CODATA exists to promote global collaboration, to advance open science, and to improve the availability and usability of data for all areas of research. CODATA supports the principle that data produced by research and susceptible to being used for research should be as open as possible and as closed as necessary. CODATA works also to advance the interoperability and the usability of such data; research data should be FAIR (findable, accessible, interoperable and reusable). By promoting this policy, technological, and cultural changes that are essential to promote open science, CODATA helps advance the ISC's vision and mission of advancing science as a global public good.

The CODATA Strategic Plan 2015 and Prospectus of Strategy and Achievement 2016 identify three priority areas:
1. promoting principles, policies and practices for open data and open science;
2. advancing the frontiers of data science;
3. building capacity for open science by improving data skills and the functions of national science systems needed to support open data.

CODATA achieves these objectives through a number of standing committees and strategic executive led initiatives, and through its task groups and working groups. CODATA also works closely with member unions and associations of ISC to promote the efforts on open data and open science.

== Publications and conferences ==
CODATA supports the Data Science Journal and collaborates on major data conferences like SciDataCon and International Data Week.

In October 2020 CODATA is co-organising an International FAIR Symposium together with the GO FAIR initiative to provide a forum for advancing international and cross-domain convergence around FAIR. The event will bring together a global data community with an interest in combining data across domains for a host of research issues – including major global challenges, such as those relating to the Sustainable Development Goals. Outcomes will directly link to the CODATA Decadal Programme Data for the Planet: making data work for cross-domain grand challenges and to the developments of GO FAIR community towards the Internet of FAIR data and services.

== Task Group on Fundamental Physical Constants ==

One of the CODATA strategic Initiatives and Task Groups concentrates on Fundamental Physical Constants.

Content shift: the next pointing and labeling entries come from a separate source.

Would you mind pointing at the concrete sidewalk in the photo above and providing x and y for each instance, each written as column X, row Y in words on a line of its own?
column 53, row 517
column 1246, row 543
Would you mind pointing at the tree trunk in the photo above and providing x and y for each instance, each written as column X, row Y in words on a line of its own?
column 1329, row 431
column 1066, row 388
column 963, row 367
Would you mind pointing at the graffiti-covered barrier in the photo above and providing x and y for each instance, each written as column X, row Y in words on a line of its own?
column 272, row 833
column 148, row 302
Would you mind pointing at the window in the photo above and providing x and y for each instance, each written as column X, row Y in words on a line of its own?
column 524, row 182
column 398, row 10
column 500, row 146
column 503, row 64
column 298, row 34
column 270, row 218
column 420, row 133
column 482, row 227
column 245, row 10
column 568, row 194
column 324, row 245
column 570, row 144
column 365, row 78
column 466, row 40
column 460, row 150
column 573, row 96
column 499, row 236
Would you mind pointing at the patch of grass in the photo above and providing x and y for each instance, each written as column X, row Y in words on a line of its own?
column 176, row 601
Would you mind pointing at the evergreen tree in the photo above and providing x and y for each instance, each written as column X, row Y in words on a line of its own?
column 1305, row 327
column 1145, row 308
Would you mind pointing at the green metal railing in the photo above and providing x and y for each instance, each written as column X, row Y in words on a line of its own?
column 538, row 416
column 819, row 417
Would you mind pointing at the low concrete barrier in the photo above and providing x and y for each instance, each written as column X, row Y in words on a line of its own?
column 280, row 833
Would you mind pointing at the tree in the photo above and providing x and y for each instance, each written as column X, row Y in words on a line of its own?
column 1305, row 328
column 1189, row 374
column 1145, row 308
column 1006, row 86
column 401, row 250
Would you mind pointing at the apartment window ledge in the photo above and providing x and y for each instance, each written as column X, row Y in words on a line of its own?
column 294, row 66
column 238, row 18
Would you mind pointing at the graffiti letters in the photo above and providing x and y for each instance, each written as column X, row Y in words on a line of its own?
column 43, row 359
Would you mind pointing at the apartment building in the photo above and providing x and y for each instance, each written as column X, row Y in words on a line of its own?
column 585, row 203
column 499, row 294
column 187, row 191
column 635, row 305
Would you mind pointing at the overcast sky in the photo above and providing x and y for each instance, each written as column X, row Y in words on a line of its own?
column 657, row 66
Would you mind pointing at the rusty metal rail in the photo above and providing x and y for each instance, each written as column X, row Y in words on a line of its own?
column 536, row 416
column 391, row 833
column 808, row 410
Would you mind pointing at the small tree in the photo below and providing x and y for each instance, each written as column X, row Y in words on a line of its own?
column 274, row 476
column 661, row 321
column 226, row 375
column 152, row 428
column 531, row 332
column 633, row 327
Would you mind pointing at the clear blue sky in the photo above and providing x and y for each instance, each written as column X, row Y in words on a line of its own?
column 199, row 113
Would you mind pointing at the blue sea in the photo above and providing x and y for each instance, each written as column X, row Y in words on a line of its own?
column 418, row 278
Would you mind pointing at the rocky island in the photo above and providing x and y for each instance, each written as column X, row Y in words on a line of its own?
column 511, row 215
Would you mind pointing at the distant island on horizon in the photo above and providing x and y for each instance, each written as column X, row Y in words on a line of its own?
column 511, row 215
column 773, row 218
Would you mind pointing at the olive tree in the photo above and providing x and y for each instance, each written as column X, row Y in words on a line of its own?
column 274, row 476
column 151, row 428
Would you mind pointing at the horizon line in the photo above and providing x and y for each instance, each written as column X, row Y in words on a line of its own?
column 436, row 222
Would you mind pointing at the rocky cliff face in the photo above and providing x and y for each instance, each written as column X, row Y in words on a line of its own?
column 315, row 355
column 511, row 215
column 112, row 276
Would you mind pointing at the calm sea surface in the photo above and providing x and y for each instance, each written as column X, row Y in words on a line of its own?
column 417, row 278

Established in 1969, its purpose is to periodically provide the international scientific and technological communities with an internationally accepted set of values of the fundamental physical constants and closely related conversion factors for use worldwide.

The first such CODATA set was published in 1973. Later versions are named based on the year of the data incorporated; the 1986 CODATA (published April 1987) used data up to 1 January 1986. All subsequent releases use data up to the end of the stated year, and are necessarily published a year or two later, with an additional gap between the values themselves and the paper explaining how they were arrived at: 1998 (April 2000), 2002 (January 2005), 2006 (June 2008), 2010 (November 2012), 2014 (June 2015), 2018 (May 2019), and 2022 (May/August 2024).

The CODATA recommended values of fundamental physical constants are published at the National Institute of Standards and Technology Reference on Constants, Units, and Uncertainty.

=== Schedule ===
Since 1998, the task group has produced a new version every four years, incorporating results published up to the end of the specified year.

In order to support the 2019 revision of the SI, adopted at the 26th General Conference on Weights and Measures on 16 November 2018, CODATA made a special release that was published in October 2017.
It incorporates all data up to 1 July 2017, and determines the final numerical values of h, e, k, and N_{A} that are used for the new SI definitions.

The regular version with a closing date of 31 December 2018 was used to produce the new 2018 CODATA values that were made available by the time the revised SI came into force on 20 May 2019. This was necessary because the redefinitions have a significant (mostly beneficial) effect on the uncertainties and correlation coefficients reported by CODATA.